Indians eat with their hands—a tradition that could be important for your wellbeing

Why do people in India eat with their hands? Many Indians have been eating with their hands since childhood, but how many have considered if there may be deeper meanings for this cultural practise. For centuries, people in India, irrespective of their background, have been eating with hands. This is deeply rooted in their culture and ancient traditions.

According to Ayurvedic tradition our hands and feet are said to be the conduit of the five elements. The Ayurvedic texts teach that each of our fingers is an extension of one of the five elements.

Ayurveda says each finger is an extension of one of the five elements.

The thumb is agni fire.

The forefinger is vayu air.

The middle finger is Akash, ether.

The ring finger is prithvi, earth.

The little finger is jal, water.

Tradition of eating food is linked with mudra practice.

In ancient India the tradition of eating food with the hands came from the mudra practice, which is seen in many spiritual disciplines in eastern traditions. Mudras are used during certain mediation practices and are also used in various classical forms of dance in India like Bharatnatyam, Odissi and Kathak.

Ayurveda believes hands are the most precious organ of action.

It’s believed that before food goes for internal digestion through the digestive canal, each finger helps in its transformation when we eat with hands. When fingertips touch the food, five elements get stimulated and this invites Agni to help in the release of digestive juices. “As well as improving digestion the person becomes more conscious of the tastes, textures and smells of the foods they are eating, which all adds to the pleasure of eating,” said an article in Ayurhealth.

Finger tips help in the external transformation of food before it goes inside.

“Eating with your fingers  helps you to judge the temperature of the morsel and rules out the possibility of an ulcer or a scalded tongue. Sitting on the floor and eating rather than a dining table is recommended because the repeated bending of the spine improves blood circulation and digestion,” explained the article.

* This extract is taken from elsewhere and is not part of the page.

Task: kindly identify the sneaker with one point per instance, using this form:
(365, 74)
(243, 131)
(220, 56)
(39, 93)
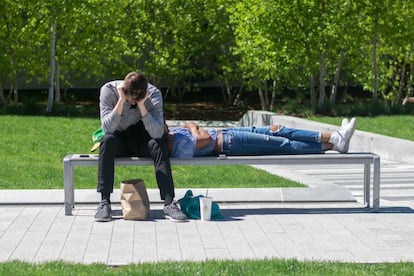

Growing up in Indian homes you would have observed your mother and grandmother using hands and fingers to measure the quantity of masala to be added to food. As each handful is tailored to provide a suitable amount for the own body.

“The five fingers also represents taste like sweet, sour, bitter, salty and spicy. Therefore even if you are a newbie to the practice of eating with your hands, do make an attempt,” said the article.